The current federal 90/10 rule is a provision in the law that bars for-profit colleges and universities from deriving more than 90% of their revenue from the U.S. Department of Education’s federal student aid programs. The other 10% needs to come from sources other than the federal government. The purpose of this rule is to ensure that schools are not counting on taxpayer dollars to be their sole source of revenue.
Because of the way the legislation was written, veterans’ and active duty service members’ federal student aid – such as G.I. bill benefits and the Department of Defense’s tuition assistance funds – does not currently count toward the 90%. As a result, for-profit educational institutions have been aggressively recruiting and enrolling veterans, service members and their families to their programs as a way to comply with the 90/10 rule.
The POST Act would re-instate the original ratio of 85/15 (it was loosened to 90/10 in 1998) and change the definition of what counts as federal revenue so that it includes all federal funds. This new definition would eliminate the powerful incentive for-profit schools to aggressively recruit service members and veterans and ensure that all schools are complying with the law as it was intended.
Additionally, the Durbin-Reed-Blumenthal-Warren POST Act would:
- Increase penalties for noncompliance with the new 85/15 rule – Under the legislation, for-profit colleges would lose eligibility to participate in federal student aid programs after one year of noncompliance with the new rule (currently, for-profit colleges must be noncompliant for two years before they lose eligibility).
- Eliminate accounting tricks that inflate non-federal funding sources –Currently, for-profit colleges that issue private loans directly to students are allowed to calculate a large portion as revenue for the purposes of 90/10 rule compliance before any of the loan is paid back. This accounting trick has led to for-profit colleges issuing private loans to students with little expectation of that loan being paid back. Today’s legislation would only allow actual payments that students make to be counted as revenue.
The For-Profit College Industry
For-profit institutions of higher education enroll about 10% of all college students, but take in 20% of the Department of Education’s federal student aid funds and account for 40% of student loan defaults.

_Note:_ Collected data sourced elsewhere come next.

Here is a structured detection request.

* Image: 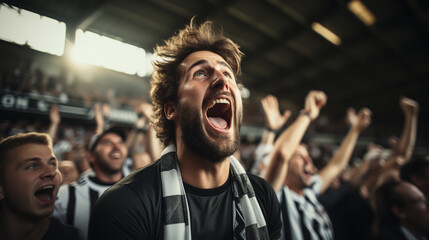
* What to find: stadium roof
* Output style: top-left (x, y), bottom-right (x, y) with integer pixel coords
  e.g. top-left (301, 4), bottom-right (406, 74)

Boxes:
top-left (3, 0), bottom-right (429, 144)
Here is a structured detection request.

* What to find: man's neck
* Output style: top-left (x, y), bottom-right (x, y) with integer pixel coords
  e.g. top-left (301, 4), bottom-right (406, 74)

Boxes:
top-left (176, 143), bottom-right (230, 189)
top-left (288, 186), bottom-right (305, 195)
top-left (285, 178), bottom-right (305, 196)
top-left (93, 169), bottom-right (123, 184)
top-left (401, 223), bottom-right (425, 240)
top-left (0, 211), bottom-right (50, 240)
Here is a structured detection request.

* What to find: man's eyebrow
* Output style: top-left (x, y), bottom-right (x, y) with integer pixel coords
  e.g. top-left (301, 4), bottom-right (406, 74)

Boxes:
top-left (24, 158), bottom-right (41, 162)
top-left (187, 59), bottom-right (233, 72)
top-left (20, 156), bottom-right (57, 165)
top-left (217, 60), bottom-right (233, 72)
top-left (188, 59), bottom-right (208, 72)
top-left (18, 158), bottom-right (40, 167)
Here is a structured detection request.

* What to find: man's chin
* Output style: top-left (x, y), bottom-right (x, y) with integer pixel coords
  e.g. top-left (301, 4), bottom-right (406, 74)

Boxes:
top-left (105, 168), bottom-right (122, 175)
top-left (34, 208), bottom-right (55, 219)
top-left (196, 142), bottom-right (236, 163)
top-left (304, 181), bottom-right (312, 188)
top-left (189, 136), bottom-right (239, 163)
top-left (179, 105), bottom-right (240, 162)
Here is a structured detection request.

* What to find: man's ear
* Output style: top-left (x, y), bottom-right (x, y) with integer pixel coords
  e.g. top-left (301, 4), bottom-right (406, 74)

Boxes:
top-left (88, 152), bottom-right (96, 165)
top-left (164, 101), bottom-right (177, 120)
top-left (392, 205), bottom-right (406, 220)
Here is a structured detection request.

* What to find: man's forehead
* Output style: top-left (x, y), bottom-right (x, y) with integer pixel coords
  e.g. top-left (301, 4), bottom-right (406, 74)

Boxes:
top-left (398, 182), bottom-right (421, 197)
top-left (99, 133), bottom-right (122, 141)
top-left (6, 143), bottom-right (53, 164)
top-left (180, 50), bottom-right (230, 69)
top-left (9, 143), bottom-right (51, 153)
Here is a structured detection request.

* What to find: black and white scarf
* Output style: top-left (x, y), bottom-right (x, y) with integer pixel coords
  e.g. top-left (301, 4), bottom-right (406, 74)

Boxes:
top-left (160, 144), bottom-right (269, 240)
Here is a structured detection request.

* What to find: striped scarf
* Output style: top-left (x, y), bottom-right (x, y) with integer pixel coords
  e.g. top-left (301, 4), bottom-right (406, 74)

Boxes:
top-left (160, 144), bottom-right (269, 240)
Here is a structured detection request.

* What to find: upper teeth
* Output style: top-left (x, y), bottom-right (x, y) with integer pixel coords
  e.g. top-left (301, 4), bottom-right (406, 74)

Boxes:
top-left (41, 186), bottom-right (53, 190)
top-left (208, 98), bottom-right (230, 109)
top-left (111, 152), bottom-right (121, 158)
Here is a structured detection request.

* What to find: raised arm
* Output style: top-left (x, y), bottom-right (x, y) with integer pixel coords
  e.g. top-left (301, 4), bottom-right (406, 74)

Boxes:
top-left (392, 96), bottom-right (419, 161)
top-left (319, 108), bottom-right (371, 194)
top-left (94, 103), bottom-right (103, 135)
top-left (250, 95), bottom-right (291, 175)
top-left (264, 90), bottom-right (327, 192)
top-left (47, 103), bottom-right (60, 140)
top-left (368, 97), bottom-right (419, 192)
top-left (139, 102), bottom-right (163, 161)
top-left (94, 103), bottom-right (111, 134)
top-left (261, 94), bottom-right (291, 144)
top-left (126, 103), bottom-right (152, 170)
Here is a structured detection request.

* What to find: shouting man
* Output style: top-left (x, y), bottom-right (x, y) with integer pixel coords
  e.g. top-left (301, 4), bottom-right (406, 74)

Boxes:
top-left (89, 19), bottom-right (281, 239)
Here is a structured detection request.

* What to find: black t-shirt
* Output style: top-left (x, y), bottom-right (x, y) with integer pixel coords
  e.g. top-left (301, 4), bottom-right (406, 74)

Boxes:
top-left (184, 175), bottom-right (233, 240)
top-left (43, 217), bottom-right (82, 240)
top-left (88, 156), bottom-right (281, 240)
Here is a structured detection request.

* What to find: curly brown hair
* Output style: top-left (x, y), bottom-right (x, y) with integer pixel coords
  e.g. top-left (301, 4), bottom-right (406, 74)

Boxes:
top-left (150, 18), bottom-right (244, 146)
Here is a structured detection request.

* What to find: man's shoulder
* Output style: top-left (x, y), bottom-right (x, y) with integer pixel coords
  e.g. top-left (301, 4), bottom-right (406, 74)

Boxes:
top-left (90, 159), bottom-right (165, 239)
top-left (247, 172), bottom-right (273, 191)
top-left (304, 174), bottom-right (322, 196)
top-left (57, 176), bottom-right (90, 191)
top-left (56, 175), bottom-right (105, 194)
top-left (117, 158), bottom-right (162, 186)
top-left (246, 173), bottom-right (282, 239)
top-left (98, 159), bottom-right (163, 205)
top-left (247, 172), bottom-right (277, 202)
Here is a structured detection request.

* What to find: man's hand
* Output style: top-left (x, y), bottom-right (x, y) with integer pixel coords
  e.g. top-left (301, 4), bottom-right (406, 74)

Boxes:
top-left (139, 102), bottom-right (154, 120)
top-left (346, 107), bottom-right (357, 126)
top-left (353, 108), bottom-right (372, 132)
top-left (50, 103), bottom-right (60, 125)
top-left (94, 103), bottom-right (110, 134)
top-left (94, 103), bottom-right (103, 127)
top-left (261, 95), bottom-right (291, 131)
top-left (135, 102), bottom-right (153, 128)
top-left (400, 96), bottom-right (419, 116)
top-left (304, 90), bottom-right (327, 120)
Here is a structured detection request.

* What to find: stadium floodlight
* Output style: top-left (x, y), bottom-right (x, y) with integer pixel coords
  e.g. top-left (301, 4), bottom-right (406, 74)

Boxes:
top-left (73, 29), bottom-right (153, 77)
top-left (0, 3), bottom-right (66, 56)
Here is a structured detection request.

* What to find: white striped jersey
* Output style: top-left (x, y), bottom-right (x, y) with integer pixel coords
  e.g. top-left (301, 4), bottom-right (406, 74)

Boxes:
top-left (53, 175), bottom-right (115, 240)
top-left (278, 175), bottom-right (334, 240)
top-left (250, 143), bottom-right (273, 177)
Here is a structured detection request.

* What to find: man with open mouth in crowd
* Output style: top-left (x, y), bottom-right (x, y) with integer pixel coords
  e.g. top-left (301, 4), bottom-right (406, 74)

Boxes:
top-left (0, 132), bottom-right (81, 240)
top-left (88, 18), bottom-right (282, 239)
top-left (54, 126), bottom-right (128, 239)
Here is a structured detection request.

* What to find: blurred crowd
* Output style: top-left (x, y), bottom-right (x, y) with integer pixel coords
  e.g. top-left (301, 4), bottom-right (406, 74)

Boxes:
top-left (1, 61), bottom-right (428, 240)
top-left (0, 64), bottom-right (148, 107)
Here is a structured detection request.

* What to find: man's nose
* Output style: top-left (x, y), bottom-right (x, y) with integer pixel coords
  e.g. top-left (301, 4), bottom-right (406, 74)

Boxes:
top-left (41, 164), bottom-right (57, 179)
top-left (111, 141), bottom-right (124, 149)
top-left (210, 70), bottom-right (229, 91)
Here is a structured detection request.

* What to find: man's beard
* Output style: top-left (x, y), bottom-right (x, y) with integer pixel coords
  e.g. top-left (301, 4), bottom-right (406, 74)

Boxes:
top-left (95, 153), bottom-right (123, 175)
top-left (178, 102), bottom-right (241, 163)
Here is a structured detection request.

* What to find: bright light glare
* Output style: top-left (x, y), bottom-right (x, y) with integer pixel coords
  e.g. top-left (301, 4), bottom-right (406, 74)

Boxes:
top-left (347, 0), bottom-right (376, 26)
top-left (73, 30), bottom-right (152, 77)
top-left (240, 86), bottom-right (250, 99)
top-left (311, 22), bottom-right (341, 46)
top-left (137, 52), bottom-right (154, 77)
top-left (0, 4), bottom-right (66, 56)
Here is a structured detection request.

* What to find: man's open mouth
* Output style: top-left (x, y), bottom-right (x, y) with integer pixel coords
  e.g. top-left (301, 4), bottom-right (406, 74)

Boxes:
top-left (206, 97), bottom-right (232, 130)
top-left (110, 151), bottom-right (122, 160)
top-left (34, 185), bottom-right (55, 202)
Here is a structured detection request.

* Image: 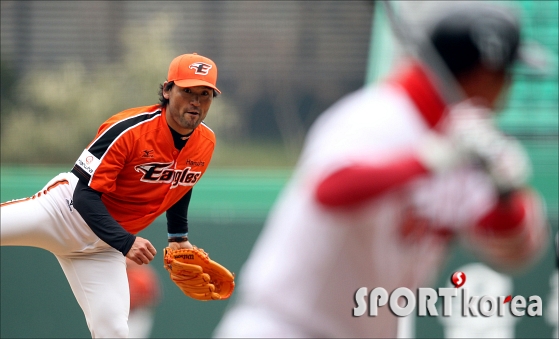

Since the collapse of Corinthian Colleges, Incorporated, the for-profit college industry is experiencing a long overdue reckoning as state and federal investigations and lawsuits against the largest companies continue to accumulate.
- ITT Tech is under investigation by at least 18 state Attorneys General and the U.S. Department of Justice and is being sued by the New Mexico Attorney General, the Consumer Financial Protection Bureau, the Securities and Exchange Commission.
- Education Management Corporation is under investigation by at least 14 state Attorneys General and is being sued by the Colorado Attorney General and the U.S. Department of Justice.
- Career Education Corporation is under investigation by 21 state Attorneys General.
- Other major for-profit college chains such as DeVry, Westwood, and Kaplan are also facing additional regulatory scrutiny.